Old college was created in another century- when the news was slow and factories evolved slowly. It was constructed as a stable but not a flexible system.

The modern world is governed by blistering development. Both jobs come and go. Industries are changing much faster than books.

In the traditional model, there remains a dependence on:

long semesters

mandatory general education classes

outdated teaching methods

slow curriculum updates

expensive textbooks

rigid degree paths

It is an old-fashioned system when students are supposed to have the means to the future.

Other Pathways are coming up to greater numbers of success stories.
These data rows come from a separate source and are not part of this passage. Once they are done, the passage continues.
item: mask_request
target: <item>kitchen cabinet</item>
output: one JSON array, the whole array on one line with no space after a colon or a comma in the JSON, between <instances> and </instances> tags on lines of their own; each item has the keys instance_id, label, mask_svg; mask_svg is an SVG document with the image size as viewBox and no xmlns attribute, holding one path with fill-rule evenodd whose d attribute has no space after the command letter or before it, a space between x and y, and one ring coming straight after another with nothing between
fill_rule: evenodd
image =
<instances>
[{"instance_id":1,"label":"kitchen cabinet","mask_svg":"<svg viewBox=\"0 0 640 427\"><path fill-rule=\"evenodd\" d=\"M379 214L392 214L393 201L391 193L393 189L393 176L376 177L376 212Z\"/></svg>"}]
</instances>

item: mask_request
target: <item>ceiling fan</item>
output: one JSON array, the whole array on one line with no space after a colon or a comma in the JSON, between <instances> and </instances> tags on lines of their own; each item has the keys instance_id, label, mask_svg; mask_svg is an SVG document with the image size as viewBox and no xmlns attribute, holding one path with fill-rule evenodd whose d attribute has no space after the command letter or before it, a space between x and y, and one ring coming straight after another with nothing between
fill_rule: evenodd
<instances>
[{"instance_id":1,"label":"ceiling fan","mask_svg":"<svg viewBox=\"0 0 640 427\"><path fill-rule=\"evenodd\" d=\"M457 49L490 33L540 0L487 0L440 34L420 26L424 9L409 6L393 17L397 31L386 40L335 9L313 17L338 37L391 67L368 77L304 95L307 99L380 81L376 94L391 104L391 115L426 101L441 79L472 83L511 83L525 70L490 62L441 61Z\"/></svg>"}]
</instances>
Never before have so many millionaires, influencers, business people, and high-paid professionals come into being through nontraditional means.

Examples include:

online coders were programmers.

creators who had careers based on Tik Tok, YouTube and Instagram.

self-educated freelancers in design, copywriting or editing.

e-commerce business owners

digital marketers self-educated at bootcamps

do-it-yourself investors and traders.

journalists who made money writing on the Internet without having degrees in journalism.

These people demonstrate that today success is a matter of dexterity, imaginative thoughts and endurance rather than graduation.

When College Does Make Sense.

Colleges are not as bad as they are sometimes portrayed to be- however not to all. Careers such as:

medicine

engineering

law

scientific research

education

architecture

Such disciplines entail specialized, professional education. And to the millions it has a quicker, smarter and much more affordable way to the top.

The Smart is Thetextile, Not the Educated.

The world is changing. The companies are transforming hiring criteria. Knowledge is being democratized with technology. And people are coming to know that they can make a living without having to live through debt and wasting years in schools.

A college education is no longer the safeguard towards a good life.

Skills, passions, adaptability and continuous readiness to learn has become the focus that is important at this moment.

Nowadays the greatest degree of education is not a degree but the opportunity to educate oneself, be curious and develop alongside the world.

degreestudent

About the Creator

Saad Khan

i create powerful, easy-to-read articles on everything from history and world events to technology, lifestyle, and thought-provoking ideas. If sparks curiosity, I write about it. Always exploring, always delivering something worth reading.